Para fazer um uso eficaz da IA, as empresas têm de manter em mente a sua privacidade e segurança. Dado que IA está cheia de dados, quantos mais dados a máquina tenha sobre o indivíduo, melhor pode prever as suas necessidades e agir em conformidade. Claro que o elevado fluxo de dados pessoais pode ser usado de uma forma que se constitua como um abuso de confiança. As empresas vão ter de ser transparentes sobre como usam os dados das pessoas. A IA pode também detectar e defender as empresas de fugas de segurança digital e vão ter um papel fundamental na protecção da privacidade do utilizador e na construção de confiança.
Tal como nos períodos anteriores de transformação económica, a IA vai desencadear novos níveis de produtividade, complementando as nossas vidas pessoais e profissionais e colocar questões existenciais sobre a relação entre o Homem e a máquina. Vai perturbar indústrias e deslocar trabalhadores na medida em que torna cada vez mais tarefas autónomas. Mas tal como a internet há 20 anos, a IA vai melhorar os empregos existentes e criar novos. Devemos esperar isto e adaptarmo-nos de acordo com a oferta de formação para os empregos de amanhã, bem como, ter redes de segurança para aqueles que vão ficar pelo caminho.

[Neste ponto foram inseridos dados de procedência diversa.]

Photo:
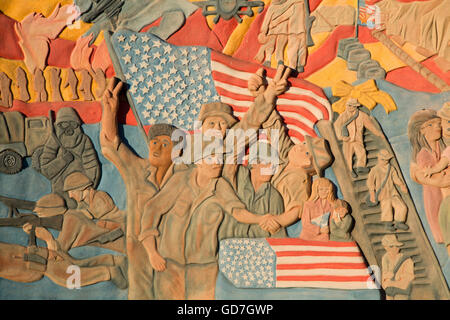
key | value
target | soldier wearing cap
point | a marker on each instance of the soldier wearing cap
(217, 117)
(349, 128)
(382, 181)
(255, 189)
(78, 228)
(181, 227)
(444, 114)
(143, 178)
(67, 151)
(294, 177)
(397, 269)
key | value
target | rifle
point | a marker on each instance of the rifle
(18, 220)
(14, 204)
(54, 222)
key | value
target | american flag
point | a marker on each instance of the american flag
(294, 263)
(170, 83)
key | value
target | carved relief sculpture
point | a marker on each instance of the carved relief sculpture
(224, 149)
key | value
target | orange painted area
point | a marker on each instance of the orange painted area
(333, 72)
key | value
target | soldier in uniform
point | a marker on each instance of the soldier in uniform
(349, 128)
(187, 228)
(67, 151)
(397, 269)
(143, 178)
(78, 229)
(383, 179)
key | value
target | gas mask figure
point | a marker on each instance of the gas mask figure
(68, 150)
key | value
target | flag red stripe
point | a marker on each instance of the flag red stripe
(324, 278)
(300, 110)
(300, 125)
(297, 241)
(236, 64)
(229, 79)
(308, 99)
(316, 254)
(235, 96)
(308, 266)
(246, 66)
(295, 134)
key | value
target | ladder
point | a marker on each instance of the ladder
(429, 282)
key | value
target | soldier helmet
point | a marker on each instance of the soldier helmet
(444, 112)
(390, 240)
(217, 109)
(385, 155)
(161, 129)
(50, 205)
(352, 102)
(321, 154)
(67, 114)
(76, 181)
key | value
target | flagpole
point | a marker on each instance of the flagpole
(356, 19)
(121, 76)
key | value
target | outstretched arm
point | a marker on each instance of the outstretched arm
(110, 107)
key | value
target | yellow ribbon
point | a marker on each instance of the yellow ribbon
(367, 94)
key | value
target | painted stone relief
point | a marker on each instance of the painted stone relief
(185, 149)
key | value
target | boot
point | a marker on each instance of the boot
(118, 278)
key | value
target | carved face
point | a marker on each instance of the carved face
(392, 250)
(432, 129)
(262, 171)
(160, 151)
(83, 5)
(323, 191)
(300, 156)
(445, 124)
(77, 195)
(211, 166)
(69, 133)
(214, 126)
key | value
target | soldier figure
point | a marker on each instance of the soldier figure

A IA ainda está muito longe de ultrapassar a inteligência humana. Passaram 60 anos desde que John McCarthy, cientista de computação e pai da IA, introduziu pela primeira vez o termo durante uma conferência no Dartmouth College. Além disso, os computadores apenas recentemente foram capazes de detectar gatos nos vídeos do Youtube ou determinar o melhor caminho para o aeroporto.

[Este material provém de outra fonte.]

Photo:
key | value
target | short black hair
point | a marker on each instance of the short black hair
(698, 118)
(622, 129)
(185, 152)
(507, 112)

Podemos esperar que a inovação tecnológica continue a desenvolver-se a um ritmo mais célere do que nas gerações anteriores. A IA vai tornar-se como a corrente eléctrica – invisível e cada vez mais próxima de ser parte das nossas vidas. Daqui a trinta anos vamos pensar como é que passamos sem os nossos assistentes digitais aparentemente telepáticos tal como hoje é difícil imaginar deixar passar mais do que apenas uns minutos sem ver o mainframe da década de 1980 que está nos nossos bolsos.
Marc Benioff é o CEO da Salesforce, uma empresa de computação na nuvem.
Copyright: Project Syndicate, 2016.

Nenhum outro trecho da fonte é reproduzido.